Bu dönemde Avrupalı tarihçiler, Şark meselesini geçmiş olayları incelerken de kullanmaya başlamış, Şark meselesini temel olarak iki dönemde incelemişlerdir.
İlk dönem 1071 Malazgirt meydan muharebesiyle Türklerin Anadolu’da kesin zaferinden, 1683 İkinci Viyana Kuşatması’na dek süren olaylardır.
Bu dönemde genel olarak Avrupa teyakkuz, Osmanlı ise taarruz halindedir.
Bu dönemde taarruza hız veren Türkler, Anadolu’da kalıcı hale geldikten sonra Avrupa’nın kapılarını da zorlamaya ve açmaya başlamışlardır.
İlk dönem Şark meselesinde Avrupa’nın amacı, Türkleri Anadolu’ya sokmamak, Anadolu’daki ilerleyişi durdurmak, İstanbul’un fethine engel olmak ve Türklerin Avrupa’ya girişini engellemek üzerine olmuştur.

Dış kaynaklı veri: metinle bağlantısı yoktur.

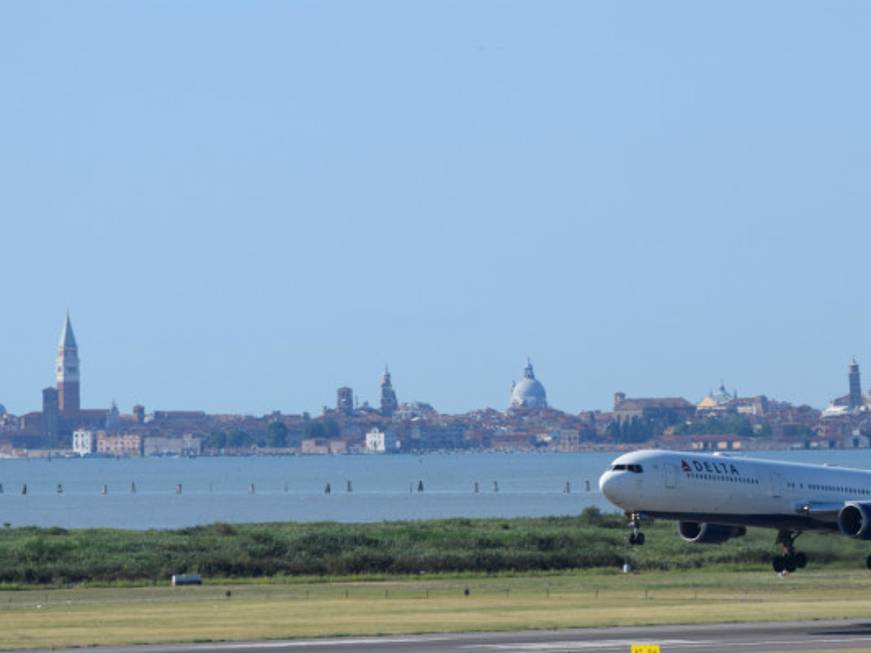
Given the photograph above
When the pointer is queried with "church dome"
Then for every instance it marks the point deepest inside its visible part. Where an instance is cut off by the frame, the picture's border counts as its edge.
(529, 392)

Batı’nın tüm bu engelleme çabalarına rağmen Türkler, Anadolu’da kalıcı hale gelmiş, İstanbul’u fethetmiş, Balkan topraklarını ele geçirmiş ve Avrupa’nın içlerine kadar ilerleyişlerini sürdürmüşlerdir.

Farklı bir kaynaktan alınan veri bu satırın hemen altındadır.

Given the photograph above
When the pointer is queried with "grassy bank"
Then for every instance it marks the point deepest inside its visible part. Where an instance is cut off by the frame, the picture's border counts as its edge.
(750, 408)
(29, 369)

1683 yılına dek savunma halinde olan Avrupalılar, İkinci Viyana Kuşatması’nda Osmanlı’nın başarısız olarak duraklama dönemine girmesiyle beraber pozisyon değiştirmişler ve taarruz konumuna geçmişlerdir.
Aynı zamanda bu olay, Şark meselesinin birinci aşamasının tamamlanmasına ve ikinci aşamanın başlamasına neden olmuştur.
İkinci aşamada ise duraklama dönemine giren Osmanlı, önce topraklarını koruma amacına girişmiş, Anadolu dışındaki tüm topraklarını kaybedince de geriye tek amaç Anadolu’yu kaybetmemek olmuştur.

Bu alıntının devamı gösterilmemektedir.